Mereka sama berbahayanya dengan ahmadiyah, bahkan mungkin mereka lebih berbahaya, kalau ahmadiyah melakukan kampanye dengan sembunyi-sembunyi, maka mereka berkampanye dengan terang-terangan di koran, tv, radio, seminar, internet, hampir semua sarana mereka pergunakan untuk menyesatkan aqidah umat.
Ungkapan itu bertentangan dengan ayat:
“Barangsiapa mencari agama selain agama Islam, maka sekali-kali tidaklah akan diterima (agama itu) daripadanya, dan dia di akhirat termasuk orang-orang yang rugi.” (QS Ali Imran; 85).
“Kebenaran itu adalah dari Tuhanmu, sebab itu jangan sekali-kali kamu termasuk orang-orang yang ragu.” (QS Al-Baqarah: 147).
“Maka tidak ada sesudah kebenaran itu, melainkan kesesatan. Maka bagaimanakah kamu dipalingkan (dari kebenaran)?” (QS Yunus: 32).

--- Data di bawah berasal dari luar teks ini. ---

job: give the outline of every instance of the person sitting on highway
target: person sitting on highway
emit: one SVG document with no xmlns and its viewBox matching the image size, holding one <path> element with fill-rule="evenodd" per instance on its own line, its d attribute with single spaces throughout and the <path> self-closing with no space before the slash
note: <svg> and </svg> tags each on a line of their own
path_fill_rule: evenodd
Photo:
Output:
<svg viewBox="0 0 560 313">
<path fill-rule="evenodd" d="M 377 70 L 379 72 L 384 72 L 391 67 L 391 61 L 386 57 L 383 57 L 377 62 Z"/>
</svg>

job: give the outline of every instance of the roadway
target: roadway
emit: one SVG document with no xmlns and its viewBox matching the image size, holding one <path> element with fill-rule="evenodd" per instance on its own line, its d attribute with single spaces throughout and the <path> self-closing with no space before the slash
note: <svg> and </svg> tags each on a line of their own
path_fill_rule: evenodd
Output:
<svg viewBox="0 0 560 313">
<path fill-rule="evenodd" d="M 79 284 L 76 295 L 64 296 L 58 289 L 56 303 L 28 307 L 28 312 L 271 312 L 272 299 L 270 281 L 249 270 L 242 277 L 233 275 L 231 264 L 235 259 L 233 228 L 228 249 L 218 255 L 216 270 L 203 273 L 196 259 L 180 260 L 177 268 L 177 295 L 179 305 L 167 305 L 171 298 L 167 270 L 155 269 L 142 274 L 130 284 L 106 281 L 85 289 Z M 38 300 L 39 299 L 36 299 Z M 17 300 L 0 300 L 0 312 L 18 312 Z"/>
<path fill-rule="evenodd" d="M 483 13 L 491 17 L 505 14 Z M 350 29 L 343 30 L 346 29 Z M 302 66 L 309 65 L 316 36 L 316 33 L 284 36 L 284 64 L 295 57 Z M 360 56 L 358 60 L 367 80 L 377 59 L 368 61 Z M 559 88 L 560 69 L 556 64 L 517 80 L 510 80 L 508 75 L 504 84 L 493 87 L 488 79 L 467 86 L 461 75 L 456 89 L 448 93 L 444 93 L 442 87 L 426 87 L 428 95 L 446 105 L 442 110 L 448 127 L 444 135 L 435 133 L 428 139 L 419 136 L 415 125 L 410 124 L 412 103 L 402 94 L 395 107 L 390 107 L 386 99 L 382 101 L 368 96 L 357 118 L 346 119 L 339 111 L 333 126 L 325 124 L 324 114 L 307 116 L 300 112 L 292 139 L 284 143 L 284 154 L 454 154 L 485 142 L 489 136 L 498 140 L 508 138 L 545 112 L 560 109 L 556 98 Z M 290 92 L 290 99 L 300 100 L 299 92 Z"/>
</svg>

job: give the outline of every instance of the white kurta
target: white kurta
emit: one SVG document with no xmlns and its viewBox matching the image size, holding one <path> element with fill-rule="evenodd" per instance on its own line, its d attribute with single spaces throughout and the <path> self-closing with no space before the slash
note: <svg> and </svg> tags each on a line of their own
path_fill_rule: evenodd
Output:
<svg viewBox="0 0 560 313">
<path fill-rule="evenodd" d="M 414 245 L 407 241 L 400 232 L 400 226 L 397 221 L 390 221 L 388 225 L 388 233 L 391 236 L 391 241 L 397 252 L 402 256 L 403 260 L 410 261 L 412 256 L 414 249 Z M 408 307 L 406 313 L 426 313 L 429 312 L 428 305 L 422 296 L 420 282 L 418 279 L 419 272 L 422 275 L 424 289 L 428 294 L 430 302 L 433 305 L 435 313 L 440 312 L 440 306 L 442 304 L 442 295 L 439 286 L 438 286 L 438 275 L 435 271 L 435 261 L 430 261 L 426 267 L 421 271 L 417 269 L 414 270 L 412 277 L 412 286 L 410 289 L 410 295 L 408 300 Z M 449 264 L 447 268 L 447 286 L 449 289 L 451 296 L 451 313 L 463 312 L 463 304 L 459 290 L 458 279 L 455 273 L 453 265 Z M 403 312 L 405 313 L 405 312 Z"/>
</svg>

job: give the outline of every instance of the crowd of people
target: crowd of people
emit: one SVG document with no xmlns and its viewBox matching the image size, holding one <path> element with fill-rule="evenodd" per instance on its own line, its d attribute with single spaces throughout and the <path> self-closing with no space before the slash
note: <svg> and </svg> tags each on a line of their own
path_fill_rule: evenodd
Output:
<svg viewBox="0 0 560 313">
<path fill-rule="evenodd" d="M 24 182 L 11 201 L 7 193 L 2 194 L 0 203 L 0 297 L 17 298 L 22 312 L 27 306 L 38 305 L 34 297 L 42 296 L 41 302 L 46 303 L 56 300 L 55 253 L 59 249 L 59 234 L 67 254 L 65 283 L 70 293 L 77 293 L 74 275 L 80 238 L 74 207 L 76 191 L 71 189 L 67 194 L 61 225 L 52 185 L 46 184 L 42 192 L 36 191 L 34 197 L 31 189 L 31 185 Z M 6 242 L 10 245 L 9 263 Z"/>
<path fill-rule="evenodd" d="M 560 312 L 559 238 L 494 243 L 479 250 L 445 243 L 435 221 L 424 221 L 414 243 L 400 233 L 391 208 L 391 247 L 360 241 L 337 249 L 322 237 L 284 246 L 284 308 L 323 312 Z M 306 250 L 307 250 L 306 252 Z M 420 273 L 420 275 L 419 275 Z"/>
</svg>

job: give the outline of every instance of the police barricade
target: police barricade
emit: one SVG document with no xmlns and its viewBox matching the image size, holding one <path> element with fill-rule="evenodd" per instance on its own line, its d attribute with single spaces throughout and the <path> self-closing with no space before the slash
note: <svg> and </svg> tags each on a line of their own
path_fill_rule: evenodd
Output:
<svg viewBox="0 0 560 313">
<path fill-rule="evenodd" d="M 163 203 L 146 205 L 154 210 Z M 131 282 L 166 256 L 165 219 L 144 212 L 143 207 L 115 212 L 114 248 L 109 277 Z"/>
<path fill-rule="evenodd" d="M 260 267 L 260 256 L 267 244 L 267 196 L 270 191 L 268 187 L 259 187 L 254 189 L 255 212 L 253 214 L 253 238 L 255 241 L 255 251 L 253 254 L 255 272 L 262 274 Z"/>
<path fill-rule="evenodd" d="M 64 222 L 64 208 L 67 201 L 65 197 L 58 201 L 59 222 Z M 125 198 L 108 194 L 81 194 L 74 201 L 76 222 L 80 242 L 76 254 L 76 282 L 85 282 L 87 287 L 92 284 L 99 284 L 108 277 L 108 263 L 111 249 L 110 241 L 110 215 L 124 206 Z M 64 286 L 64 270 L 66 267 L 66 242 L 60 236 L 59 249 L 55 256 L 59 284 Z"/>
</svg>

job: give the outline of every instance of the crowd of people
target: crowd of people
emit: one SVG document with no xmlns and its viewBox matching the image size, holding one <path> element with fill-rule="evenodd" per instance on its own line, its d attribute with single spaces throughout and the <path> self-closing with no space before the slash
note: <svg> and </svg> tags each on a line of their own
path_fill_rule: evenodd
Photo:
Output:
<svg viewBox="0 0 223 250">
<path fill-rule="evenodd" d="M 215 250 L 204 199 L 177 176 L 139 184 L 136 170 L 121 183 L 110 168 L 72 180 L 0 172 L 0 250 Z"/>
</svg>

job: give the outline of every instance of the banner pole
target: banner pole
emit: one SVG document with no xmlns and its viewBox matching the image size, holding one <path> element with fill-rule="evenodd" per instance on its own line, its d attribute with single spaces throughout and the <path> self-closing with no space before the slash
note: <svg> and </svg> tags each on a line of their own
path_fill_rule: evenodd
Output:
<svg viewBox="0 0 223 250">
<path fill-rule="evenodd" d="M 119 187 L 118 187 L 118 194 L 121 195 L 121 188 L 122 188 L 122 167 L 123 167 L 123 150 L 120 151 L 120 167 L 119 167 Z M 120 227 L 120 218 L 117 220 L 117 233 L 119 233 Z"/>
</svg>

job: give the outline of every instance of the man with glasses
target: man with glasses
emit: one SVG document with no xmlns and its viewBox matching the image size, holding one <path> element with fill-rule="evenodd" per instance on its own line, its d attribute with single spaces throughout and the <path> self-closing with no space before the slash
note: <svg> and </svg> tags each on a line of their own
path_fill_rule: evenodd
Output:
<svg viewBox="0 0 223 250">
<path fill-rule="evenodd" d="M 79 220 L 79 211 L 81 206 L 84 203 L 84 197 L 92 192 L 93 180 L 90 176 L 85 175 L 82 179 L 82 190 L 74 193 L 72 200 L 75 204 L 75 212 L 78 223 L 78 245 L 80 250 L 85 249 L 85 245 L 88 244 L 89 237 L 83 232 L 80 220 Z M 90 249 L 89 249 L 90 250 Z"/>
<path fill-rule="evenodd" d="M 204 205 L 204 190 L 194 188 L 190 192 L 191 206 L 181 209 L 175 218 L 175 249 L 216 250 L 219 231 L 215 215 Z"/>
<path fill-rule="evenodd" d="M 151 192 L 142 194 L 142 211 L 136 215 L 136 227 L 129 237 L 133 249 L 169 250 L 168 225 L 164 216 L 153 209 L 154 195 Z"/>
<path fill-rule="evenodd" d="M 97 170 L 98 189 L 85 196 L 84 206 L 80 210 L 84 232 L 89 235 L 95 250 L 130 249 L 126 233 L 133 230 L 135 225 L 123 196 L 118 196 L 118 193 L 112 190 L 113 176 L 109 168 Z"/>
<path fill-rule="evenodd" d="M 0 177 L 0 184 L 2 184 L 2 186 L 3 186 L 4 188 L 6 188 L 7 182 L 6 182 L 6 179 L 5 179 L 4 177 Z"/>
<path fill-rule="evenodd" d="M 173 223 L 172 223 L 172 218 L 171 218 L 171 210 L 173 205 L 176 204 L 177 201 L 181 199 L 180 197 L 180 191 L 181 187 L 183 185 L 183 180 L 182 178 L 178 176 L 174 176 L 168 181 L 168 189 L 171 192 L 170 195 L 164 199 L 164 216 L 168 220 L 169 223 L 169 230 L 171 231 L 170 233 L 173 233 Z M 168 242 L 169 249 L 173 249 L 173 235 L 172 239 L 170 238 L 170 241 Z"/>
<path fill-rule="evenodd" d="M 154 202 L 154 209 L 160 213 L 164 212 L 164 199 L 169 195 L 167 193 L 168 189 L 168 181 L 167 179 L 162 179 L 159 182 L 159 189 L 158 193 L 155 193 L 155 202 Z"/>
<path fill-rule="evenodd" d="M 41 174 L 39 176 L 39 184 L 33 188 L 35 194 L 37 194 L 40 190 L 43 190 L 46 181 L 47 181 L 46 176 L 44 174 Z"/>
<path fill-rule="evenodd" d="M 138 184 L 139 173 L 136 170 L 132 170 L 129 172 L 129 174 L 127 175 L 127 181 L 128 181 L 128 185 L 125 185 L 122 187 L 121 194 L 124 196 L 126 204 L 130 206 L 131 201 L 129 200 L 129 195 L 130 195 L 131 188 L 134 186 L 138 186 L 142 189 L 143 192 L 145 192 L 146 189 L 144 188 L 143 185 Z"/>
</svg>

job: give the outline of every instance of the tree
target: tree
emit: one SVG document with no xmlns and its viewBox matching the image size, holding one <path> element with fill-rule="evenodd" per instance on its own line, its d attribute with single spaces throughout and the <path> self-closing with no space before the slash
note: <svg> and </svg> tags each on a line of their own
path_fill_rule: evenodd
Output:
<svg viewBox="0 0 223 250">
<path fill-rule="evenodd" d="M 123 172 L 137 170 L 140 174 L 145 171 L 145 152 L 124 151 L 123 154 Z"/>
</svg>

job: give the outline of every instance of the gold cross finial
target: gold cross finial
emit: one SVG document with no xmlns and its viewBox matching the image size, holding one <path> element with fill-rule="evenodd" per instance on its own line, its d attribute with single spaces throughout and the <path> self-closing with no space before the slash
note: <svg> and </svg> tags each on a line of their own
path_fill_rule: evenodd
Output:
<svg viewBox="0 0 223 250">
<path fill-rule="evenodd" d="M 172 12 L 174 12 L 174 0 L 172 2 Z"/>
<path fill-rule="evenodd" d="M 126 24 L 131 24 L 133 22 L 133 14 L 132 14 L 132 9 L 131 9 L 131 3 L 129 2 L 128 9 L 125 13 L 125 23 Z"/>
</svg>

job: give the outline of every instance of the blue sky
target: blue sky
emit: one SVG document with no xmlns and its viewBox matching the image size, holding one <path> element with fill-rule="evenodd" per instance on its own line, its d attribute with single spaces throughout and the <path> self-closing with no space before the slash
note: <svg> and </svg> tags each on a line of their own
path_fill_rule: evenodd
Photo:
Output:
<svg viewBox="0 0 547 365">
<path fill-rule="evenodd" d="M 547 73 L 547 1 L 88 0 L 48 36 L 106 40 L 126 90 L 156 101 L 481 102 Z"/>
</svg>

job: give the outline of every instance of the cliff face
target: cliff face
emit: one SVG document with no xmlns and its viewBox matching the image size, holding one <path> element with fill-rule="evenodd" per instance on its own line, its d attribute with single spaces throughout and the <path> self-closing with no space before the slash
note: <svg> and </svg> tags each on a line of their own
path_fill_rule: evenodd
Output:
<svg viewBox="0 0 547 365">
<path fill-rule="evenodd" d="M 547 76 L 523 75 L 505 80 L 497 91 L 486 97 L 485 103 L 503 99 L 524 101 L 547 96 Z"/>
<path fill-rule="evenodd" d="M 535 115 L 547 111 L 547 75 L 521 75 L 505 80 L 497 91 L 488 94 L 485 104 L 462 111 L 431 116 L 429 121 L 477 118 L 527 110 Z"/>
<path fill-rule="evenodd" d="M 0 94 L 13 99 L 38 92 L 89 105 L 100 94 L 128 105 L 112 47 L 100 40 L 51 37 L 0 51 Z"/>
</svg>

Apakah Ulil mendapatkan mandat dari Allah swt untuk membatalkan ayat-ayat Allah? Di antaranya QS Al-Mumtahanah/60: 10 dan QS Al-Baqarah: 221. Padahal jelas sudah tidak ada nabi lagi sesudah Nabi Muhammad saw. Jadi Ulil sedang menangkringkan dirinya sebagai “Tuhan”?
Allah Ta’ala berfirman:
“Hai orang-orang yang beriman, apabila datang berhijrah kepadamu perempuan-perempuan yang beriman, maka hendaklah kamu uji (keimanan) mereka. Allah lebih mengetahui tentang keimanan mereka; maka jika kamu telah mengetahui bahwa mereka (benar-benar) beriman maka janganlah kamu kembalikan mereka kepada (suami-suami mereka) orang-orang kafir. Mereka tiada halal bagi orang-orang kafir itu dan orang-orang kafir itu tiada halal pula bagi mereka. Dan berikanlah kepada (suami-suami) mereka mahar yang telah mereka bayar. Dan tiada dosa atasmu mengawini mereka apabila kamu bayar kepada mereka maharnya. Dan janganlah kamu tetap berpegang pada tali (perkawinan) dengan perempuan-perempuan kafir; dan hendaklah kamu minta mahar yang telah kamu bayar; dan hendaklah mereka meminta mahar yang telah mereka bayar. Demikianlah hukum Allah yang ditetapkan-Nya di antara kamu. Dan Allah Maha Mengetahui lagi Maha Bijaksana.” (QS Al-Mumtahanah/ 60: 10).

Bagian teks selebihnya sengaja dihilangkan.